Just today I went into a shop in town and thought I’d treat myself to some new work clothes. Instead, I put everything back and walked out because I realised that in a month’s time, I’ll regret buying them when I’m scraping about to feed myself in who-knows-what country. It’s tough. I absolutely love riding bikes and I’ve loved surrounding myself in this world of endurance but it does take its toll sometimes and I’ve felt like binning the whole lot and finding something else to do with my time and money many times.
I’ve got you.
The few people who have kept me going are my family who are always ridiculously encouraging and strangely proud of my stupid bike adventures. I sometimes think how hard it must be for them when I’m off doing relatively crazy stuff in the UK and Europe when they’re in Australia waiting on their phones for the latest update. They will be my most loyal dot-watchers, I’m sure of it.
A few friends have helped out where they can too. I’ve begged and borrowed (not yet stolen!) kit when I’ve needed it and thankfully they’ve delivered on a lot of my requests. It’s not all about material things though and I’ve had such great support from one particularly great human who keeps me going with virtual pats on the back when I’m riding overnight or in other countries, talking me through the workings of my own mind when I get overwhelmed with everything but most of all, I get to talk shit a lot of the time which is really helpful in keeping me grounded and feeling normal.

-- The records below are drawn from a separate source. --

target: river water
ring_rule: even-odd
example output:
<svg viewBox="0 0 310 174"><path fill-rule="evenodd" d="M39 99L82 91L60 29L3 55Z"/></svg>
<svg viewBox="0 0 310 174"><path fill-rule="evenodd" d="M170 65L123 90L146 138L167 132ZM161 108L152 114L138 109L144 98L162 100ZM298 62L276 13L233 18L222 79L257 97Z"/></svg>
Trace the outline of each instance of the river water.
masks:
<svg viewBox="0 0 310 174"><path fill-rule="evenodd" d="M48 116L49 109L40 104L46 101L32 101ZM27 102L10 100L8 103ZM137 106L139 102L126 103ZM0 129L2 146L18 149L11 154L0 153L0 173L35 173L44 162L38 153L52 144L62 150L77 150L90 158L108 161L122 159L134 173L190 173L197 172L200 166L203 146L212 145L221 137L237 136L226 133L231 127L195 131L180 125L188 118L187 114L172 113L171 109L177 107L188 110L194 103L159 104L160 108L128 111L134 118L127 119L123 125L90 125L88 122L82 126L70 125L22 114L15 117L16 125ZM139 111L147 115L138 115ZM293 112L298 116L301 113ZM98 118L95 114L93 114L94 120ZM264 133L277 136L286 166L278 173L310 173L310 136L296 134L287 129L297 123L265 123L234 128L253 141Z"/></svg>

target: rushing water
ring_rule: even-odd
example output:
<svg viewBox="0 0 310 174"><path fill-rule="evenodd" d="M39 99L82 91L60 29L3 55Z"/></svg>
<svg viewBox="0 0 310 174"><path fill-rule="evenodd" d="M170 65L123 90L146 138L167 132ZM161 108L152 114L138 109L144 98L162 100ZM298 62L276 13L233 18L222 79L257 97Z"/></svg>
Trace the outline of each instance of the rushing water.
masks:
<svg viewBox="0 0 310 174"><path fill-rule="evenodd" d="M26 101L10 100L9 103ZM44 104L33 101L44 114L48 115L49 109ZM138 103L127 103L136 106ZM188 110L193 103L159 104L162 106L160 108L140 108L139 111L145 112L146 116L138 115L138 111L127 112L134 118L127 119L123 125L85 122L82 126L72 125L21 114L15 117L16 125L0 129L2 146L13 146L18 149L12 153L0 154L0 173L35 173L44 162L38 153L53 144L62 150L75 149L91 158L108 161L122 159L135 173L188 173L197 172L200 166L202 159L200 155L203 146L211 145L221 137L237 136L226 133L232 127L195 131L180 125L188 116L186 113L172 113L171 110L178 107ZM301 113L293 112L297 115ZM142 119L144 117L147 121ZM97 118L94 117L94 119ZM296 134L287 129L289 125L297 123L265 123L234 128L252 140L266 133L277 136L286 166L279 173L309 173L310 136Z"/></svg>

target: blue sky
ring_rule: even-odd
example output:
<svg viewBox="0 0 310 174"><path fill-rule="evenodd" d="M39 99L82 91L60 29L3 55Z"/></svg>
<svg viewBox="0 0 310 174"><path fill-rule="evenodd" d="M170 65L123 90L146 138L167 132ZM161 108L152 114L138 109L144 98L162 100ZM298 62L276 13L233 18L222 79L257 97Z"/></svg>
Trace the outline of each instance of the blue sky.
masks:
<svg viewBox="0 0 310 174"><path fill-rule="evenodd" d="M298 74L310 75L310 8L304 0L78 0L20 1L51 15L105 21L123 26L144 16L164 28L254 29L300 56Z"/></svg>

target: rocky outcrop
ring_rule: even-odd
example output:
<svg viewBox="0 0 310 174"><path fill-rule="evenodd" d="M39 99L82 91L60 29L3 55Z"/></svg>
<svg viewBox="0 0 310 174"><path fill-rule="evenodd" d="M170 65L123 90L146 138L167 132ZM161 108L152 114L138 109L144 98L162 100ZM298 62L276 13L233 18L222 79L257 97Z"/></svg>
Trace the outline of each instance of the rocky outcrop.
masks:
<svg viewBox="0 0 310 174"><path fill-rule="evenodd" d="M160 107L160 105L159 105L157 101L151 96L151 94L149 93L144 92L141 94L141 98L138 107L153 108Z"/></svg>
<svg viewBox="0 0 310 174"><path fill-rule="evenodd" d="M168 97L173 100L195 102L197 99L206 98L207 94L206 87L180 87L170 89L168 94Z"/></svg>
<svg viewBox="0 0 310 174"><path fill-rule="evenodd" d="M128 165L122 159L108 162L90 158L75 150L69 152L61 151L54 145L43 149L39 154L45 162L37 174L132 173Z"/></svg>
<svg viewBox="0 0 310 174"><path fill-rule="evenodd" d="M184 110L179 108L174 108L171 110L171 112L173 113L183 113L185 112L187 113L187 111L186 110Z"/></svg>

I’ve ridden with some absolute corkers of people: mine and Lorna’s trip to Wales, our peloton of six audax wankers that stuck together during our 400, Andy Matthews who towed me a lot of the way to Copenhagen, my work colleagues who I swear are forever out to crucify me up hills whenever we have our stag weekends, my RCC clubmates who’ve let me hold their wheel on comparatively smaller rides because I’ve run out of legs and the familiar faces I’ve met on many audaxes now – it’s been great not feeling alone in this wacky world of mine.
I’ve met so many wonderful people through social media: ex-racers, fellow racers and downright generous people. I’m very much looking forward to putting faces to names on those famous cobbles.
I still have half a route to plot unfortunately so if any of you know Austria, Slovakia, Romania, Bulgaria or Greece well, drop me a line! I also need to get a couple of bits of kit: an Apidura extended top tube pack, Apidura extended (obvs) food pouch. I need to firm up what clothing I’ll be wearing and whether or not to take this or that, whether to take a spare pair of bibs etc. I need to book a train down to London the night before my train to Brussels too, come to think of it. Oh and I’ve got a course of three rabies shots in the next 21 days at £40 per dose to stop me succumbing to potential dog bites. I need to make sure I’ve got enough money loaded on my Monzo card before I leave which therefore means limited spendies between now and then.
I feel excited, terrified, nervous, anxious, both prepared and underprepared, overwhelmed and incredibly lucky. Not many people get to experience what I will so I’ll look forward to it, embrace it and learn some invaluable lessons from it all. And probably end up having a quarter life crisis afterwards!
It’s just riding bikes. See you on The Muur.